A geração de Alberto Dines nos deixa aos poucos, não só no Brasil.
Recentemente, perdemos um outro ilustre jornalista, o estadunidense Tom Wolfe, ícone do Novo Jornalismo (que escrevia reportagens com linguagem de romance, mas mesmo assim buscando o máximo de realismo).
E o cenário político confuso que temos só faz com que jornais demitam em massa, jornalistas autênticos deixem aos poucos a mídia hegemônica e péssimos jornalistas passem a dominar as redações.
Pessoas escrevendo muito mal passam a figurar na imprensa, obtendo visibilidade até quando seus erros repercutem amplamente nas redes sociais.
Pior: jornalistas medíocres como Merval Pereira têm o caminho aberto para a Academia Brasileira de Letras, mesmo sem lançar um livro original.
Pior ainda: um Merval Pereira - assim como, recentemente, um Kim Kataguiri que, em 2016, foi "promovido" a "colunista" da Folha de São Paulo - nem chega a montar suas próprias coletâneas de livros, deixando para editores montarem.
Eu também tenho minhas coletâneas em livros, mas elas são montadas por mim, não se limitam a uma fonte - Merval e Kim se limitam a selecionar uma única fonte na imprensa, com material previamente lançado - e procuram ter textos inéditos, alguns arquivados por mim.
Sou eu que seleciono o texto, edito e coloco em cada livro, num trabalho que defino como artesanal.
Lamentável saber que um Merval Pereira é considerado "referencial" para muitos amantes da mediocridade que expressam sua tirania nas redes sociais.
Quem quer jornalismo autêntico e honesto, independente de ideologias, fica com os verdadeiros mestres.
Aos irmãos Cláudio e Perseu Abramo, a Barbosa Lima Sobrinho, Carlinhos Oliveira, Samuel Wainer, Adalgisa Nery, Niomar Moniz Sodré Bittencourt, Márcio Moreira Alves, João Ubaldo Ribeiro, Sebastião Valença Filho, Paulo Nogueira e outros que me escapam à mente, se junta Alberto Dines.
Todos eles com alguma experiência rica para contar, e que servem como lições de vida para futuros jornalistas.
O jornalismo autêntico havia sido uma batalha diferente do "jornalismo de guerra" que reduz a imprensa a um punhado de panfletos empresariais feitos para assassinar reputações.
A batalha da imprensa de outrora era o combate de ideias, não era o assassinato de reputações, mas a luta contra a opressão e a injustiça.
Era um trabalho honesto de interpretar a realidade sem trai-la, ainda que sob o preço de expressar opiniões pessoais aqui e ali. Muito diferente da onda de fake news que temos hoje.
É triste ver a imprensa tão decadente em que até jornalistas com talento e experiência como Miriam Leitão, Augusto Nunes, William Waack e até Ricardo Boechat se manchem com comentários mesquinhos por motivações ideológicas.

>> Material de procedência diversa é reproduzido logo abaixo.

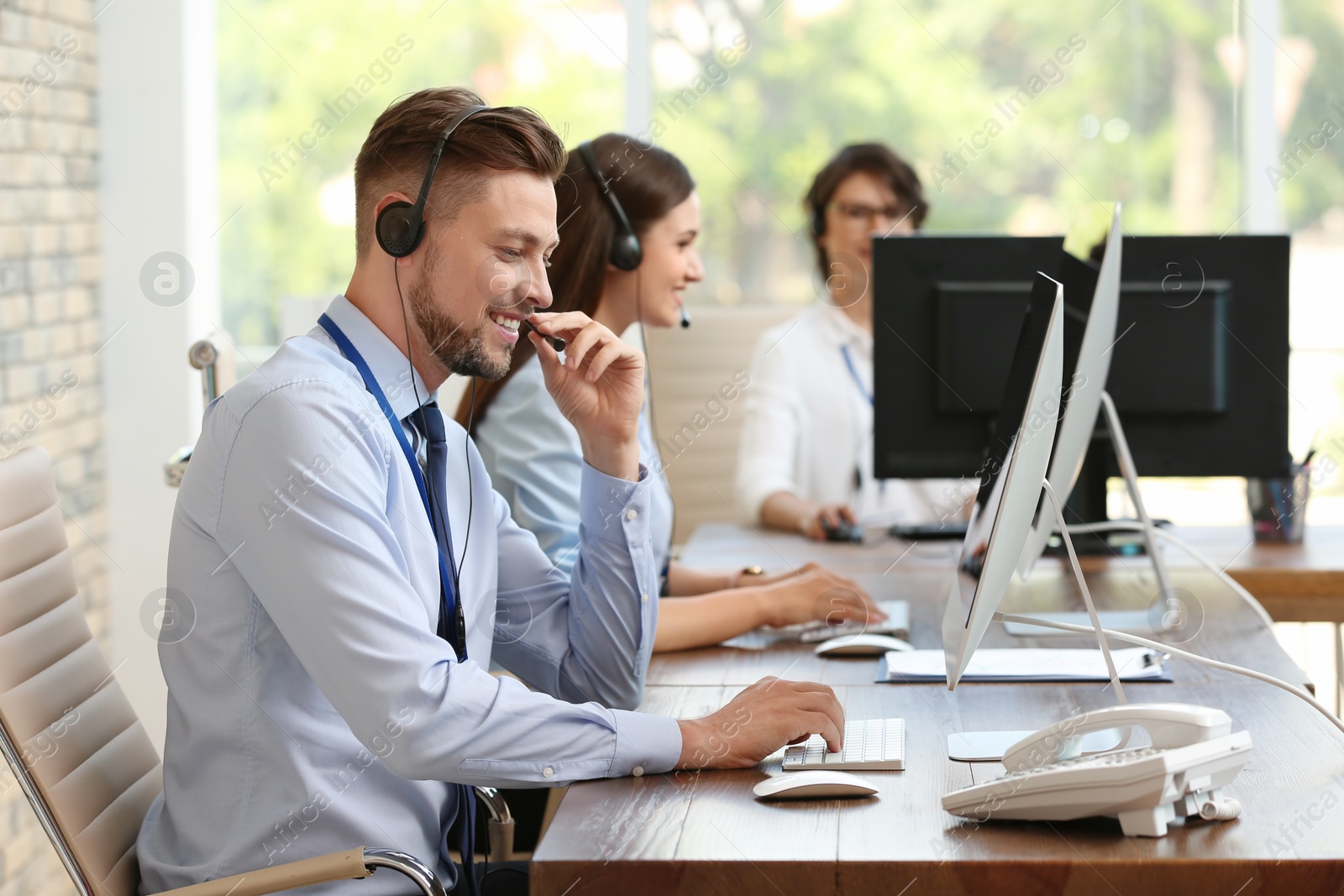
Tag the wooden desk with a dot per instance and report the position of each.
(1294, 582)
(706, 833)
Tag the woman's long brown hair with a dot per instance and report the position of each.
(647, 181)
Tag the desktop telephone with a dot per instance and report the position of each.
(1193, 757)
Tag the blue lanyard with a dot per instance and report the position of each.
(867, 396)
(353, 355)
(853, 374)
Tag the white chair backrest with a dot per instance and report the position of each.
(699, 443)
(66, 727)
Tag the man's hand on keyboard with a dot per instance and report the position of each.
(759, 720)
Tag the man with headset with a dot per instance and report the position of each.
(351, 573)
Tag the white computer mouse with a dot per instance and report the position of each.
(860, 645)
(813, 785)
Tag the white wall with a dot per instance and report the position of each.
(159, 194)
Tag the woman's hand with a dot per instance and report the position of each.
(820, 517)
(816, 593)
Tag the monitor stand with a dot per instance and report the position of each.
(991, 746)
(1090, 504)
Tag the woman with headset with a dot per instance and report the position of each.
(806, 453)
(628, 217)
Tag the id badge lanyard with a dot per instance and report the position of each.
(452, 607)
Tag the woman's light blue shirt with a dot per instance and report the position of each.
(535, 461)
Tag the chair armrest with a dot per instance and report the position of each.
(346, 866)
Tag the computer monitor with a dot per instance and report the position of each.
(1081, 398)
(999, 526)
(1198, 369)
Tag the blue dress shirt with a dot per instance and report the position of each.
(312, 708)
(535, 459)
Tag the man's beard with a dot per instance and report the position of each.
(457, 348)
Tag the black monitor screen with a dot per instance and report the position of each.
(1200, 371)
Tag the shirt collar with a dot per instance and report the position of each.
(387, 362)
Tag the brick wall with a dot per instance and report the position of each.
(50, 390)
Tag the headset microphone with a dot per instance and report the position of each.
(557, 343)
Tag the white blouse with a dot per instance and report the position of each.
(808, 426)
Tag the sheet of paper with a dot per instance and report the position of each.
(1026, 664)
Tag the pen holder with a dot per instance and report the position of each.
(1278, 506)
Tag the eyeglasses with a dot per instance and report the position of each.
(860, 215)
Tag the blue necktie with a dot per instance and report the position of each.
(429, 422)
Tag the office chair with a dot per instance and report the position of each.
(76, 746)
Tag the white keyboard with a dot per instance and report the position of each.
(897, 625)
(878, 745)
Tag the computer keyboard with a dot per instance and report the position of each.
(878, 745)
(897, 625)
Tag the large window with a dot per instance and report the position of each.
(1014, 114)
(300, 83)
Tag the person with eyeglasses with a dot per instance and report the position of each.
(806, 452)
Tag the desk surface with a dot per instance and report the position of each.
(1296, 582)
(706, 833)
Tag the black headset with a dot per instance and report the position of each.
(819, 221)
(625, 253)
(401, 226)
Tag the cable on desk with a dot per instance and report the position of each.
(1124, 526)
(1176, 652)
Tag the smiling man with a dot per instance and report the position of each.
(353, 574)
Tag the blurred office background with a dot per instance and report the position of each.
(186, 132)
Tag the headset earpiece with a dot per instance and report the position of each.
(627, 253)
(400, 228)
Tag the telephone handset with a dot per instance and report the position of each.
(1180, 775)
(1169, 725)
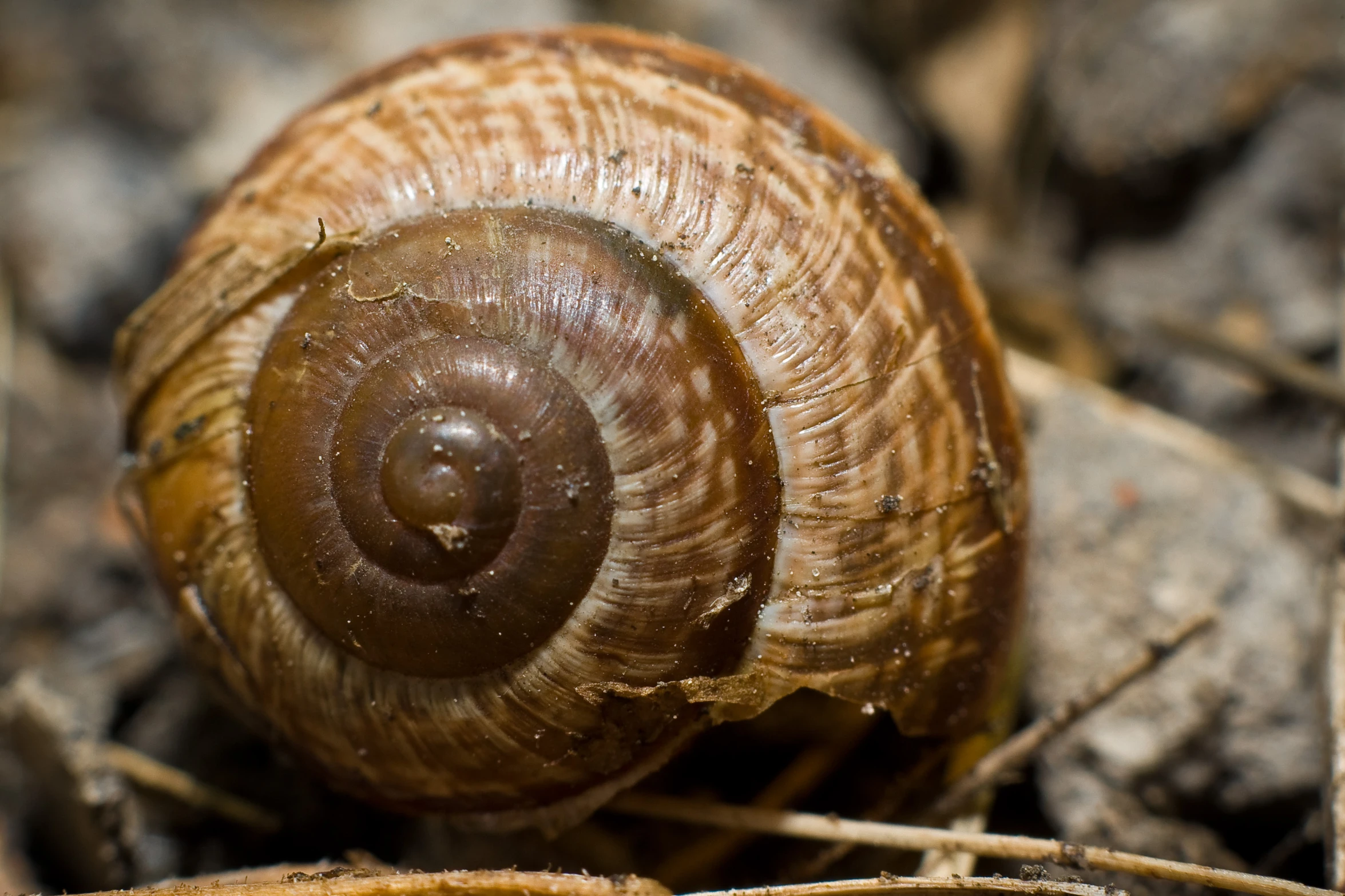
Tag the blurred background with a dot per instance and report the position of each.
(1152, 195)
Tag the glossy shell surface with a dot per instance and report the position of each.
(809, 468)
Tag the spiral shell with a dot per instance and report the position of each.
(541, 398)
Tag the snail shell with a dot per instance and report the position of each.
(541, 398)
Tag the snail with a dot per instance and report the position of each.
(539, 399)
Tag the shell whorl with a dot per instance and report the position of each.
(737, 406)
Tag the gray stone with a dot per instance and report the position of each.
(1134, 81)
(1137, 527)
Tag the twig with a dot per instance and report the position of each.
(152, 774)
(895, 794)
(799, 778)
(1278, 367)
(795, 824)
(1014, 752)
(1335, 845)
(891, 885)
(1036, 381)
(6, 385)
(450, 883)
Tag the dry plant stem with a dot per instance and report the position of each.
(1037, 381)
(6, 385)
(794, 824)
(1278, 367)
(155, 775)
(890, 885)
(1335, 845)
(1336, 696)
(894, 797)
(454, 883)
(799, 778)
(1014, 752)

Resta à imprensa alternativa e ao legado do Observatório da Imprensa para nos lembrar que o jornalismo ainda existe e ele não está nos movimentos faciais de William Bonner.
Jornalistas não são heróis, a imprensa não está acima dos cidadãos, mas houve um tempo em que o jornalista trabalhava com empenho e honestidade.
Hoje a imprensa que se tomou de vaidade, com os chefões do jornalismo se vangloriando pela façanha alheia, é que perde seu caminho se promovendo com as conquistas dos outros, como coronéis e generais premiados pelo suor e sangue de seus soldados.
Alberto Dines deu muitas lições não só de jornalismo, mas de humanismo: ele teve coragem para peitar editores-chefes, donos de jornal e políticos: mas isso, mais do que um motivo para vaidade, era uma demonstração de humildade.
A verdadeira humildade não se faz pela submissão, assim como o verdadeiro triunfo não é celebrado pela vaidade. A verdadeira humildade se dá com a coragem de enfrentar obstáculos.